It’s like Homer Simpson or Peter Griffin asserting something stupid, someone else refutes it– and then ten seconds later they assert it again with total amnesia of ever having heard differently.
I’ve seen people say similar things about how the Stormtroopers just walk headlong into fire in the opening scene.
But if you actually watch it they do as good as a job as anyone could, they use a breaching charge and flashbang on the door which temporarily blinds the rebels, then they charge in only losing 2 guys in the process and immediately take the hallway. I’d like to see you do better!
Except Princess Leia says “They let us go; it’s the only explanation for the ease of our escape”, and I don’t think she’s referring to just the TIE fighters. I mean she was trapped on a narrow ledge with Stormtroopers shooting at her and Luke and somehow they all missed. Leia isn’t stupid or naïve, she knew something was up.
I think the stormtrooper meme is just a sub-meme of the bigger meme “good guys can’t miss and bad guys can’t hit” which is common in almost every movie or TV show with a hero or heroes. Whenever there is a gunfight, the hero/good guys always walk away unscathed while the bad guys, who often out number and outgun the good guys, are blown to bits. In Star Wars, the stormtroopers, who were the bad guys, couldn’t hit any of the heroes they were shooting at if they were standing still lined up against a wall.
The problem is that the Imperial Stormtroopers have given the trope its name, when they are one of the few examples of it being plausible why they’d miss.
Yeah, this is especially egregious when the Hero is armed with a Glock and the mooks have submachine guns.
I mean, maybe? But to really sell that, you need to show the stormtroopers taking, and making, really difficult shots. Like, have the Heroes show up with a retinue of, say, twenty rebel soldiers, and have a squad of five stormtroopers meticulously pick them all off one by one. Then, it would be notable that the Heroes managed to get away.
Anyway, any other examples of things that have been explained a thousand times and yet people still keep resurrecting the misunderstanding? ETA besides conspiracy theories, which is a whole other can of worms.
Or maybe during the storming of the blockade runner, instead of showing a hailstorm of suppressive fire show the rebel defenders being methodically taken out by single aimed shots.
But we do see that, on Endor, before the Teddy Bears mess things up. The Big Damn Heroes have lost the day, failed their assault on the shield generator, and are being held at gunpoint.
And the Battle of Hoth? The rebels are on the run the whole time, and lose their whole base to the assaulting stormtroopers. Sure, their ships mostly get away, but there’s no way of spinning this as anything other than a massive loss for the rebellion.
The primary character who expresses an opinion about the accuracy of stormtroopers and incidentally a prejudicial bias regarding the marksmanship of Tusken Raiders (who he refers to by the ethnic slur “sandpeople”) is Obi-Wan Kenobi who is well establish in canon as an inveterate liar and gaslighter.
The crane kick that ends the All Valley Karate Tournament is not illegal.

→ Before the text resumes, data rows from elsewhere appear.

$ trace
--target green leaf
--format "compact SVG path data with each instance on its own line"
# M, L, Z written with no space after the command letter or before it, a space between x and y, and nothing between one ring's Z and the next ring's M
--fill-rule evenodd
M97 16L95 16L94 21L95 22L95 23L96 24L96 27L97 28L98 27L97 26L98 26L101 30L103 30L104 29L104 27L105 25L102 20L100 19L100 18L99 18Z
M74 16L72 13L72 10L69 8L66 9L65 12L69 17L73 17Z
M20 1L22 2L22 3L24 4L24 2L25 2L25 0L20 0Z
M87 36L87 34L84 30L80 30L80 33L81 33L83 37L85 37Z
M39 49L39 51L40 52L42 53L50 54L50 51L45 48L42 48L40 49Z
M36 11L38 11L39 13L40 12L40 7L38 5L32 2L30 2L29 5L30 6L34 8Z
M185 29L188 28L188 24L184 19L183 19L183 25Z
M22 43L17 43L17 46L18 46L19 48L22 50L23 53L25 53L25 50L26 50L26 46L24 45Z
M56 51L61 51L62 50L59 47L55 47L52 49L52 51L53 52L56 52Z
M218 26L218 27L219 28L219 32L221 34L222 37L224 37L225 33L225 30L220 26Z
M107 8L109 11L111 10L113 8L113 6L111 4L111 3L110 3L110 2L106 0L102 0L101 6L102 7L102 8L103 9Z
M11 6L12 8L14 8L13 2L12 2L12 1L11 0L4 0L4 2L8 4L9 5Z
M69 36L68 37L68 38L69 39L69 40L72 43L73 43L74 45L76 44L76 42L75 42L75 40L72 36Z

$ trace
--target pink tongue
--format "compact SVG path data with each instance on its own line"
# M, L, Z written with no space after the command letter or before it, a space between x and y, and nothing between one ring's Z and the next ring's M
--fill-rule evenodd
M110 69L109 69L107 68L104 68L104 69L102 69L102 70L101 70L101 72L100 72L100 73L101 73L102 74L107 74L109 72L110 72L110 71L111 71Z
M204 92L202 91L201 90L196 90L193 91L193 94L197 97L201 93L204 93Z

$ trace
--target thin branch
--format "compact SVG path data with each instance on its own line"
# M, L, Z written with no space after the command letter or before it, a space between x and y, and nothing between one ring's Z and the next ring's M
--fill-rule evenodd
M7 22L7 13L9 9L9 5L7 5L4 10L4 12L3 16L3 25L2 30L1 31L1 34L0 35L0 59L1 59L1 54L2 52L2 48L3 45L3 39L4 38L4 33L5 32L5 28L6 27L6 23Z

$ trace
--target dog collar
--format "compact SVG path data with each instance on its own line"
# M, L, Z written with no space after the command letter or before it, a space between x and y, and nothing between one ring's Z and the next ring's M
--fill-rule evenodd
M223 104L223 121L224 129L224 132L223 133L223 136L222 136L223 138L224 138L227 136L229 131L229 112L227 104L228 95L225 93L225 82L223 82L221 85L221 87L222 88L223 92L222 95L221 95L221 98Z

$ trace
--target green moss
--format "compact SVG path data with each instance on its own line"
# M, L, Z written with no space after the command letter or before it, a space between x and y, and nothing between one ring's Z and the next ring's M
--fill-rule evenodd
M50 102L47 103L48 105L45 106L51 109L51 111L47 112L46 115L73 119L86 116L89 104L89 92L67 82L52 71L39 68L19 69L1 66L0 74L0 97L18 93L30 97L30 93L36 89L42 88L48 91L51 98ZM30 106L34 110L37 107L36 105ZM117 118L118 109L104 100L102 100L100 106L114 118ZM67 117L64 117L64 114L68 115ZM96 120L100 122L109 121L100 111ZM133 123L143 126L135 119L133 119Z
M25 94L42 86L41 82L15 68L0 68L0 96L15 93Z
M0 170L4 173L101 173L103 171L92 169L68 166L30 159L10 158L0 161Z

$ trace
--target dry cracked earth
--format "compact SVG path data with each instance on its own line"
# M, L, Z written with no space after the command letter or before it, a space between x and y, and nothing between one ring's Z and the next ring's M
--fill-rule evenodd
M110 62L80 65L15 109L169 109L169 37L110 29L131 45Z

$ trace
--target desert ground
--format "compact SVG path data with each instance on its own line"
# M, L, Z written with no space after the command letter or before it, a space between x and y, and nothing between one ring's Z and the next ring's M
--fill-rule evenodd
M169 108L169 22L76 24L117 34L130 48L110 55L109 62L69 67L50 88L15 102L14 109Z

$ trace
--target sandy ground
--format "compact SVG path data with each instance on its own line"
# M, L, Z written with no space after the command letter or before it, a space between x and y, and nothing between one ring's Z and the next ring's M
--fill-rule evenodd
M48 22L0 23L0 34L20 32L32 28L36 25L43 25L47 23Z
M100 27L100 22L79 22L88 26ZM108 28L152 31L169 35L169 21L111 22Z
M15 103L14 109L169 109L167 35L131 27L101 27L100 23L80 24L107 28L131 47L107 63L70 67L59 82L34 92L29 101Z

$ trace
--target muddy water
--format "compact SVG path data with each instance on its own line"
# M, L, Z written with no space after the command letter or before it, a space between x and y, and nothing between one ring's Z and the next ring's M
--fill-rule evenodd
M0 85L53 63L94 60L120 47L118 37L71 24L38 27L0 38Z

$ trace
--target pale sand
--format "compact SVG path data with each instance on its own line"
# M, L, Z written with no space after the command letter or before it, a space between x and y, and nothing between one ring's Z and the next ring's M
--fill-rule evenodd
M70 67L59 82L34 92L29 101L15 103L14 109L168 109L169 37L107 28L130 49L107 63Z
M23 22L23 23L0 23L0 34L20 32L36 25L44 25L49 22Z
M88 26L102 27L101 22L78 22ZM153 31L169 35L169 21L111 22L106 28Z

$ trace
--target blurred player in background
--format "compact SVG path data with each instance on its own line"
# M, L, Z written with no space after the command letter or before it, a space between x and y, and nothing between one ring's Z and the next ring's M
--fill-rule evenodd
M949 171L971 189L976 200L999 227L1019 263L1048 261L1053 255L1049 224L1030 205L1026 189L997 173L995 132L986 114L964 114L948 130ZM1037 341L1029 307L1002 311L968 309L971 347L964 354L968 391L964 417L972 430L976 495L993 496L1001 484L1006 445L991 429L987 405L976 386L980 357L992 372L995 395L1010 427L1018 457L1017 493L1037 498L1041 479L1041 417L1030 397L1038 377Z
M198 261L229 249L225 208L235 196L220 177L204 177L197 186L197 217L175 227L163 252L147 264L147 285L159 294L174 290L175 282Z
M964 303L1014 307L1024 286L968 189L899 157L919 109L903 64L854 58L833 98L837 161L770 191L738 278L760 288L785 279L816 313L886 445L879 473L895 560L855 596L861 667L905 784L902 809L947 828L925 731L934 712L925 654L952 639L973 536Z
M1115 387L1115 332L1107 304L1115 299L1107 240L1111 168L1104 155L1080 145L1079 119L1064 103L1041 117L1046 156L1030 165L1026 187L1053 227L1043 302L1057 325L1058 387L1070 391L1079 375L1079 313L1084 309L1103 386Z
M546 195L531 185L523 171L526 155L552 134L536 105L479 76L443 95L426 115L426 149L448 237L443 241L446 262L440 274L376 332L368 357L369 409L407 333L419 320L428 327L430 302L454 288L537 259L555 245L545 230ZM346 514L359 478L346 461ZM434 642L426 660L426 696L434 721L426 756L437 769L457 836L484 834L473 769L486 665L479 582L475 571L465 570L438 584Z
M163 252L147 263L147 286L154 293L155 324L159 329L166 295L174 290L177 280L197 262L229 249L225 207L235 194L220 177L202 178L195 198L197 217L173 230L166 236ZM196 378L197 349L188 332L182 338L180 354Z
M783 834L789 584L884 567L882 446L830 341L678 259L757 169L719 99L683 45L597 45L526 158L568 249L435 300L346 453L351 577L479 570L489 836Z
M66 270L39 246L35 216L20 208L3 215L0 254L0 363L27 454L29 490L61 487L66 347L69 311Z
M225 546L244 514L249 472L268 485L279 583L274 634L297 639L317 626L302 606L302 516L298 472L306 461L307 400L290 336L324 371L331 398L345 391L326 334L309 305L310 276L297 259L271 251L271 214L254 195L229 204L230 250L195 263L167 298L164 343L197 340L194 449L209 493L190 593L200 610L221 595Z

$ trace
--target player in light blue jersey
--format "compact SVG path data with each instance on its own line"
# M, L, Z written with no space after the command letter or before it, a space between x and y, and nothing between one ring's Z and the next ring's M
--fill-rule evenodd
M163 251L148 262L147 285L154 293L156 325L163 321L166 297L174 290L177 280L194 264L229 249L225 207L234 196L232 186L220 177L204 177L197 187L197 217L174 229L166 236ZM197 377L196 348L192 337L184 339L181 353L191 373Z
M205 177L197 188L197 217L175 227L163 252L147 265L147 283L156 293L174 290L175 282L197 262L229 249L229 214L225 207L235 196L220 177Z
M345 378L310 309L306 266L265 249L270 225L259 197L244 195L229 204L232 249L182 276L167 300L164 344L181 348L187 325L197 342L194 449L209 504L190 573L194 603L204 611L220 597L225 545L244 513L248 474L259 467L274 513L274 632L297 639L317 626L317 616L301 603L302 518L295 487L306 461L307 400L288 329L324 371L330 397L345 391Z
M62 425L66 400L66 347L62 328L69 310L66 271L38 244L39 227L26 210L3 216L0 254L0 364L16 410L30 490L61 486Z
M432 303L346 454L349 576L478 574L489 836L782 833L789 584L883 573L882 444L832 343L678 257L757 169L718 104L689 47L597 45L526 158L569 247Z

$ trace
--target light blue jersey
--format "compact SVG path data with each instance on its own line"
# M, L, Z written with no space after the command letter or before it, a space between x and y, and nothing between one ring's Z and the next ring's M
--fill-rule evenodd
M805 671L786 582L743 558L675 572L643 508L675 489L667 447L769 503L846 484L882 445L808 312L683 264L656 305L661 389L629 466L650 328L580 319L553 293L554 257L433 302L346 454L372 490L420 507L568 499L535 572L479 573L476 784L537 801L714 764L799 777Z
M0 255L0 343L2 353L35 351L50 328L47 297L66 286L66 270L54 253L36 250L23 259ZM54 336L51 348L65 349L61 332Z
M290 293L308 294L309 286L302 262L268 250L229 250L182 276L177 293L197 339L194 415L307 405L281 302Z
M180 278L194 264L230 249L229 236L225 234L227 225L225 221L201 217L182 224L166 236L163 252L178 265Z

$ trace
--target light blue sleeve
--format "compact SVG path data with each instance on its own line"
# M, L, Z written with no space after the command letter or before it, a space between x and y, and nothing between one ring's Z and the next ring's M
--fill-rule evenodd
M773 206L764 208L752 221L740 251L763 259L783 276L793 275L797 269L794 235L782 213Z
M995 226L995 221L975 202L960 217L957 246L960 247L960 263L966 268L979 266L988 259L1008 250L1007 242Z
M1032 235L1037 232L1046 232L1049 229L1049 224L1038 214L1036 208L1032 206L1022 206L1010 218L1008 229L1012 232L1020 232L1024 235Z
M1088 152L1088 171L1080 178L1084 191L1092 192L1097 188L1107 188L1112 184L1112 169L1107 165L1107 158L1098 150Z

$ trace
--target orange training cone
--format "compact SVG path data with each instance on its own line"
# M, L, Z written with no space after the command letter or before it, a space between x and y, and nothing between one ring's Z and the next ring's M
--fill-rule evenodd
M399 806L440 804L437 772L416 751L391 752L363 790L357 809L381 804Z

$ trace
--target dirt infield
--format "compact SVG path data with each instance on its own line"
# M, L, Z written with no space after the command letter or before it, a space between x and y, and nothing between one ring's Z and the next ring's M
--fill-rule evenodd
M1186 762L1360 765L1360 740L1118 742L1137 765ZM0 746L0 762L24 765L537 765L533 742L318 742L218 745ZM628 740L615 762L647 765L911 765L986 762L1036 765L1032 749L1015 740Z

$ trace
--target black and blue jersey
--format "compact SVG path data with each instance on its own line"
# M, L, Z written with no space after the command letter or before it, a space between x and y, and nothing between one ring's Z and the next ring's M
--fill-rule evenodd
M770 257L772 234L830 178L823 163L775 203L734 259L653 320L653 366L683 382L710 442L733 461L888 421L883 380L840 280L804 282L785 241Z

The only rule we’re ever given is “anything above the waist is a point.” That’s it. And guys are getting punched and kicked in the head and face the entire “You’re the Best” montage and no one ever loses a point.
If you’re going to have an issue with the scoring check out the exchange before Johnny goes after Daniel’s knee. Multiple strikes by each and no points are awarded to anyone.
Meh I’m not buying the revisionist take on this. The stormtroopers were incredibly crap shots. My personal fan theory is that when Obi Wan says “These blast points are too accurate for Sand People” he was in fact taking the piss.
I was about to post that the “red shirts must die” meme from Star Trek has been pretty reliably refuted, but Google tells me otherwise:
This gives us 0.7 casualties per episode, or roughly one casualty every three weeks. 26 of those 55 killed men or women were wearing a red shirt or an equivalent red engineering/security uniform. Considering that the shirt color of 15 deceased crew members remains unknown (because they were killed off screen or were not wearing a standard uniform), redshirts easily make up more than 50% of all casualties. The myth that more redshirts than other colors are killed can be confirmed
It’s part of star wars cannon now. Bill Burr’s character made a comment about not being a Stormtrooper when someone made fun of his aim, and there is those two scout troopers that took Grogu that couldn’t hit a small cup a few feet away in several tries.
I’ve never had a problem their tactics during the boarding, yeah like what else are they going to do?
During battle of Hoth however their tactics make the British at the battle of the Somme look imaginative in comparison. In fact it’s the worst tactical understanding you’ll see in a film, other than the defenders at the battle of Hoth
And don’t get me started on the Ewoks, a bunch of poorly trained conscripts with bolt action rifles should have seen them off
Yeah this is the real reason Stormtrooper marksmanship is so bad. It’s not because of the force or some other world building explanation in their back story. It’s because Star wars is at its heart a silly swashbuckling action adventure and in silly swashbuckling action adventures the bad guys shoot at the good guys a lot and miss every time.
Except the o.p. doesn’t cite a specific example; he lists the trope itself:
In everything we see in the films this is largely true. Except for mowing down small children and defenseless workers or shooting unaware Jedi in the back the ‘vaunted’ Imperial Stormtroopers are all but helpless to hit a human-sized target with any constancy. And this is part and parcel of the larger problem that ‘The Galactic Empire’ is fundamentally inept. They make a massive planet-killing weapon with a critical vulnerability, and when informed about an analysis uncovering the weakness imminent to an attack the commander of the station brushes off the concerns as inconsequential. And then their subsequent plan is to build another, even more powerful station with an even bigger vulnerability as a trap to lure in the Rebel Alliance forces and destroy them but puts the shield generator on Endor where a single relay station can disable it, again resulting in a total loss of this investment but also with the Emperor (overly confident in the success of this ‘plan’) on board, assuring a collapse of government.
I think the general trope that the o.p. is obliquely trying to reference is Plot Armor, where the protagonists cannot be killed because it would break the narrative. To the extent that this trope is deployed across a wide variety of media, Star Wars actually subverts it both by having Obi-Wan killed in a duel with Vader (although promising that if he is struck down “I shall become more powerful than you can possibly imagine,”) and the reason that the Millennium Falcon escapes pursuit is because a tracking device was placed on it to lead Vader to the Rebel base.
No under-18 tournament is going to permit full force contact to any part of the body, much less to the head. Whether other competitors were getting away with violating rules or not, Daniel’s kick to the face was certainly illegal. The bigger question is how did this kid who has only received at most a few weeks of training and a montage culminating in crane kicking (a kick nobody would actually do in a tournament much less a fight because of how telegraphed it is) defeat a group of students who have been intensively studying martial arts for years to get to the championship, why the Okinawian Mr. Miyagi appears to be teaching a Chinese gung fu-style art while the Cobra Kai dojo is actually doing some kind of Shotokan-ryū style (which originated in Okinawa), and exactly what cocktail of sedatives, pain-blockers, and methamphetamines did Daniel take to fight through the pain of a disabling knee injury?